McKinsey Global Institute has quantified the productivity opportunity in automation-enabled data work across industries. The HR function, with its dense web of disconnected systems, sits squarely in that opportunity. Webhook integrations are not the most glamorous automation — they are plumbing. But plumbing that leaks costs money. Plumbing that works invisibly is what makes every other system in your HR tech stack perform as designed.

The practical implications extend beyond efficiency. Transcription errors in HR data carry direct financial consequences. Research from Parseur puts the fully-loaded annual cost of a manual data entry role at over $28,500 — and that figure does not account for the downstream cost of errors. A single miskeyed salary figure can ripple through payroll, benefits calculations, and equity grants in ways that take months to unwind and cost far more than the initial error. SHRM benchmarking data consistently shows that error-driven rework in HR administration represents a disproportionate share of HR operating costs. Webhook-driven integrations eliminate the error vector at its source.
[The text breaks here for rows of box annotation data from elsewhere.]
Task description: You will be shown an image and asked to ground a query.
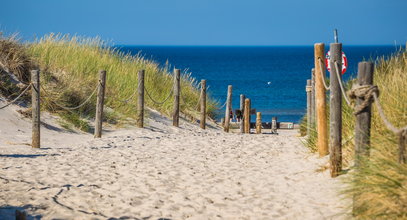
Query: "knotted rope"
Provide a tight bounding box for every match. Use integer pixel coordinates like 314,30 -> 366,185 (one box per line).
318,57 -> 331,90
349,85 -> 407,164
345,84 -> 379,115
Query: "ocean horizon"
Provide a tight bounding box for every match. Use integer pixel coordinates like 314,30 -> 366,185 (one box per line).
114,45 -> 401,123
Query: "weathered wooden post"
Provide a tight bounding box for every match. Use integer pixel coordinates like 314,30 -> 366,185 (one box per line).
94,70 -> 106,138
355,62 -> 374,166
31,70 -> 41,148
172,69 -> 181,127
314,43 -> 329,157
399,129 -> 407,164
223,85 -> 232,132
256,112 -> 261,134
243,99 -> 250,134
271,117 -> 277,134
199,79 -> 206,129
329,43 -> 342,177
305,79 -> 312,136
136,70 -> 145,128
239,94 -> 245,134
311,68 -> 316,127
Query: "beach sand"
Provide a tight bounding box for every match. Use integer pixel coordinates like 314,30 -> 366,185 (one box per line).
0,102 -> 351,220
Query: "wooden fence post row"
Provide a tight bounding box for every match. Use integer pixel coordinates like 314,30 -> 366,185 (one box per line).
199,79 -> 206,129
172,69 -> 181,127
256,112 -> 261,134
239,94 -> 245,134
243,98 -> 250,134
329,43 -> 342,177
31,70 -> 41,148
223,85 -> 232,132
311,68 -> 316,127
305,79 -> 312,135
94,70 -> 106,138
314,43 -> 328,157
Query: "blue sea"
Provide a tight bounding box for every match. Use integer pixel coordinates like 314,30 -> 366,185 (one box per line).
117,46 -> 399,123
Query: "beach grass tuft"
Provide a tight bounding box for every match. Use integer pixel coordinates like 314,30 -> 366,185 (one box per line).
303,48 -> 407,219
23,34 -> 216,129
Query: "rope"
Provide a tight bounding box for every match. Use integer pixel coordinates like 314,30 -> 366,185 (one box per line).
318,57 -> 331,90
373,93 -> 407,134
144,87 -> 174,105
120,89 -> 137,103
348,84 -> 379,115
41,82 -> 101,111
215,100 -> 228,110
0,83 -> 32,109
335,61 -> 351,106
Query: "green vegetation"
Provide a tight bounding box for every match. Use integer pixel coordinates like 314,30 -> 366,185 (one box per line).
0,34 -> 217,131
306,51 -> 407,219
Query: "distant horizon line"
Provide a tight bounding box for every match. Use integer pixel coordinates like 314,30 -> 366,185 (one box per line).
112,44 -> 405,47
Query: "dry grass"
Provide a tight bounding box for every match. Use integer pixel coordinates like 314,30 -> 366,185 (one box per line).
0,33 -> 33,83
0,34 -> 216,130
306,51 -> 407,219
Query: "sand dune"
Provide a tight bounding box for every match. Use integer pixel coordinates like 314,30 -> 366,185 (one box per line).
0,102 -> 350,220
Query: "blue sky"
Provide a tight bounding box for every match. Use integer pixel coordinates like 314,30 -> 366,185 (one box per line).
0,0 -> 407,45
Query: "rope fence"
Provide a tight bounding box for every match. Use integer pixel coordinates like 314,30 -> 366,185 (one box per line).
41,82 -> 100,111
306,43 -> 407,174
144,88 -> 174,105
319,58 -> 331,90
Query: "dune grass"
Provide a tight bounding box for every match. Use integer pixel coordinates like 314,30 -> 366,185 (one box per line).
303,51 -> 407,219
23,34 -> 216,130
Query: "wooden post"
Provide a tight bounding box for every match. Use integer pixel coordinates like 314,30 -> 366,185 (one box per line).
239,94 -> 245,134
311,68 -> 316,127
199,79 -> 206,129
314,43 -> 328,157
271,117 -> 277,134
399,130 -> 407,164
256,112 -> 261,134
172,69 -> 181,127
94,70 -> 106,138
31,70 -> 41,148
243,99 -> 250,134
355,62 -> 374,166
136,70 -> 145,128
223,85 -> 232,132
305,79 -> 312,136
329,43 -> 342,177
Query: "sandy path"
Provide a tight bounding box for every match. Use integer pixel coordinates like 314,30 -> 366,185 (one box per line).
0,105 -> 345,220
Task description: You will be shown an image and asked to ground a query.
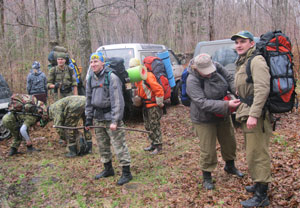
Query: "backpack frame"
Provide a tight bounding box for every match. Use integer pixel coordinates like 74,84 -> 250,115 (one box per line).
244,30 -> 298,113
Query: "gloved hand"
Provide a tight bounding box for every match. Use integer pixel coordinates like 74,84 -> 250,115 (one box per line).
54,83 -> 60,90
84,118 -> 93,127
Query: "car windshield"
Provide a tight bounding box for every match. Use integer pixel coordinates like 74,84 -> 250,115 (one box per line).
100,48 -> 134,69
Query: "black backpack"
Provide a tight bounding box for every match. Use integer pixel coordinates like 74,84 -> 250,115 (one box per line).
241,31 -> 298,113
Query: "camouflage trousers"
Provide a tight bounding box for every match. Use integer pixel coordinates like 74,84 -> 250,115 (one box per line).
53,91 -> 73,102
54,113 -> 92,146
2,112 -> 37,149
143,106 -> 162,145
94,120 -> 131,166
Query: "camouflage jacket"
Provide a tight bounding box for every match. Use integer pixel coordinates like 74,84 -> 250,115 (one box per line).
49,95 -> 86,126
47,65 -> 77,89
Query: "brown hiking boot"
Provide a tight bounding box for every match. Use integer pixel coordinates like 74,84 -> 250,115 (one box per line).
144,144 -> 155,151
150,144 -> 162,155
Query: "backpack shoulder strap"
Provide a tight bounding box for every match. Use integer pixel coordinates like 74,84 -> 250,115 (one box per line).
246,51 -> 262,83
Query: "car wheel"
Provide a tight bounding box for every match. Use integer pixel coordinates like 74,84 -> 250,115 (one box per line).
0,120 -> 11,141
171,81 -> 181,105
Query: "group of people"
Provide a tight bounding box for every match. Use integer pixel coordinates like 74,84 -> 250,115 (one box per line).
3,31 -> 271,207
The integration patterns in this guide connect directly to the broader automation strategies covered in our guide to automating talent acquisition data entry and the end-to-end hiring workflow architecture in our onboarding automation blueprint. Once your webhook infrastructure is in place, every downstream workflow — from automating offer letters for faster, flawless hiring to automated interview scheduling — inherits the data reliability you built here.

Webhooks are the foundation. Build them right, and everything above them gets faster, more accurate, and easier to scale.